Sunday, January 25, 2009

Life lessons ?

As usual I spent a good part of the morning online, reading the Sunday editions of the Dallas, Houston and Austin papers with particular attention given to the Opinion sections of each and the letters to the respective editors.

What goes around comes around. It's a cliche, but its truth is established in the letters written by Texans who are apparently becoming peevish these days about their new president and his agenda.
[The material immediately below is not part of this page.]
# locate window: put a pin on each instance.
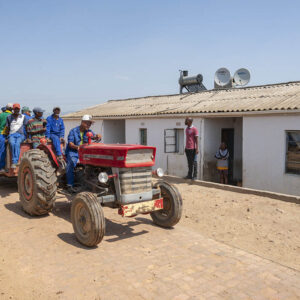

The same qualities that made G.W. Bush adorable to Republicans drove Democrats crazy. His very election was the kind of fluke the nation only experiences once per century, but those of us who grumbled that W wasn't a legitimate president were told to "get over it." After 9/11, we were warned that if we didn't get behind W and his agenda, we were supporting the terrorists. The media regurgitated White House press releases as if they were actually news, and served as flag-waving cheerleaders for the invasion of Iraq. While all this shit was going on, people like me despised W a little more each passing day. When he won the 2004 election, we threw up our hands and wondered how 51 percent of the voters could be deluded enough to give him another four years to ruin everything we loved about America. Making matters worse, the Republicans held majorities in the House and Senate and were willing to rubber-stamp virtually every half-assed idea W came up with. Congressional Dems were essentially told, "Sit down and shut up... we'll send for you if we need you."

The same qualities that make Barack Obama adorable to Democrats are driving Republicans crazy -- all the perceived horrors that Democrats experienced from 01/2001 until this week are now facing Republicans and they aren't taking it well. Their complaints are remarkably similar; only the names have changed:

Obama's election was a fluke, helped along by an unexpected economic downturn. The media are cheerleading instead of reporting. Obama's agenda, enacted by Democratic majorities in Congress, will destroy the country.

It's a safe bet the same Republicans bitching about Obama today will hate him as much or more on his final day in office, and as soon as anything goes wrong will be all over the place pointing and yelling "I told you so." I know because I've been there, done that.

The life lesson in all this is that the next election is never more than four years away, so don't get too smug and arrogant because circumstances will flip sooner than you expect.